You've got your pattern and you're wondering how to approach cutting the shapes. Is it best to use a template? And if so, do you stick the template on or do you trace around it? What about the English method that you've heard of but don't quite understand?
There's always more than one way to do the same thing in stained glass, and this is no exception. The good news is that you can start with the one that suits you best and as you build up your skills and confidence you can add the others.
Before you know it you'll be ready to cut any shape in any glass.
Carefully drawing around each template shapes on to the glass before cutting just inside the traced line.
Video still: Tracing around template shapes for cutting
Keep your shapes the right size by cutting on the the inside of the black line
I'm assuming that you can already cut glass.
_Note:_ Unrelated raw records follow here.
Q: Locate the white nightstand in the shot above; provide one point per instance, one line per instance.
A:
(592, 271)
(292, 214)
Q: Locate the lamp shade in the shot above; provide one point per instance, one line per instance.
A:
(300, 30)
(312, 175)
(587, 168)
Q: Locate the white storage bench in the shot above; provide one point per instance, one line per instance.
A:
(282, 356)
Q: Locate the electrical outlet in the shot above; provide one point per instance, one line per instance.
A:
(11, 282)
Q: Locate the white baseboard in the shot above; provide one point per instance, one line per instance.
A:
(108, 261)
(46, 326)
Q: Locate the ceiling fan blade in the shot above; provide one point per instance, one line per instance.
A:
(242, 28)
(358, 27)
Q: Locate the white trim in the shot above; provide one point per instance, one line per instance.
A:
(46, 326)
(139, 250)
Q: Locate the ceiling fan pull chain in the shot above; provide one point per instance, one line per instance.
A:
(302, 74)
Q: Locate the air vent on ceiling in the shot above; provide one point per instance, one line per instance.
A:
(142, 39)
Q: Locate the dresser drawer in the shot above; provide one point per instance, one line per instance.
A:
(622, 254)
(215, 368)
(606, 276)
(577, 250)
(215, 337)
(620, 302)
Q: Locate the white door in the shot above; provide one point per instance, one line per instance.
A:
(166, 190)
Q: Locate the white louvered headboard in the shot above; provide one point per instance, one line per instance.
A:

If you can't here's my glass cutting tutorial for you.
Video still: Your shape should end up the exact same size as the template
Lots of people find this method the easiest and most versatile but it can add time because you have to cut all the template shapes out first.
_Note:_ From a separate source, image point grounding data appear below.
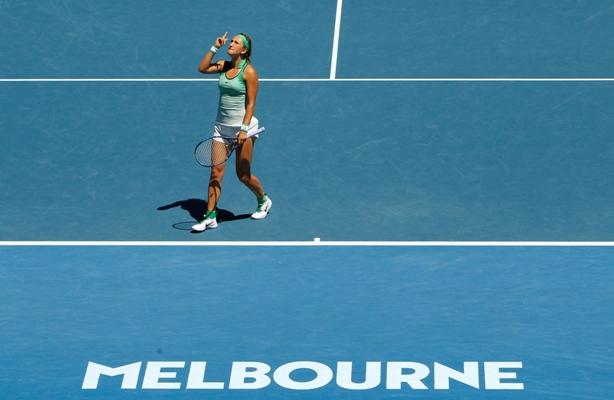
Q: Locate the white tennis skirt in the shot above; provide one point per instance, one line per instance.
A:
(223, 132)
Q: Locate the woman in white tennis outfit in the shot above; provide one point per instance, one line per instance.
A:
(238, 85)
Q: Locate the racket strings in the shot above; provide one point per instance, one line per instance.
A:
(212, 152)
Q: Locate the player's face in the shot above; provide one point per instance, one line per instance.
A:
(236, 46)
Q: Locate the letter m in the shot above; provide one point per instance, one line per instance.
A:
(129, 371)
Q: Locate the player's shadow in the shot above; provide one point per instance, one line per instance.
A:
(197, 208)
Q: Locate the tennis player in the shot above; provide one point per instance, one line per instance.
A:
(238, 85)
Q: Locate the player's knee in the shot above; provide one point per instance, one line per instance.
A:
(245, 178)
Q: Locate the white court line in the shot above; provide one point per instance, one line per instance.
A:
(308, 243)
(30, 80)
(333, 61)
It can also lead to some accuracy problems as the templates can move when being traced or the pen is too thick.
Sticking the templates on with glue before using their edge as a guide for cutting the shapes.
Video still: Sticking template on to glass with glue
Keep the cutter wheel as close to the template as you can when cutting
Video still: Glass cut accurately to template with only cutter and grozing pliers!
This method is reliable and consistently produces very accurate results. It can also be used on all types of glass which is a big plus.
The downside is that it is very time-consuming. But then having ill-fitting shapes wastes time and glass!
Placing the glass directly on top of the pattern and looking down through the glass to cut the shapes freehand.
Video still: Cutting freehand on a light box
Make sure you are directly over the glass and can see where you're cutting
Finished shape on pattern. Note that the black line is still visible, showing the shape is a perfect fit
It's a great way of cutting transparent glass quickly as there's no extra steps - no cutting templates, no tracing around them and no sticking them on.
But there are some drawbacks.
It takes a lot of practice to become accurate at this method so results can be a little disappointing when you first give it a go.
It is only good for transparent glass which rules out all the opaques - a lot of glass!
If you do persevere and learn all 3 techniques you will have the best thing for a stained glass artist - options.
Your question won't be 'can I cut that shape' anymore, it will be 'which is the best method to use to cut that shape?'.
And you'll have the confidence to cut them all.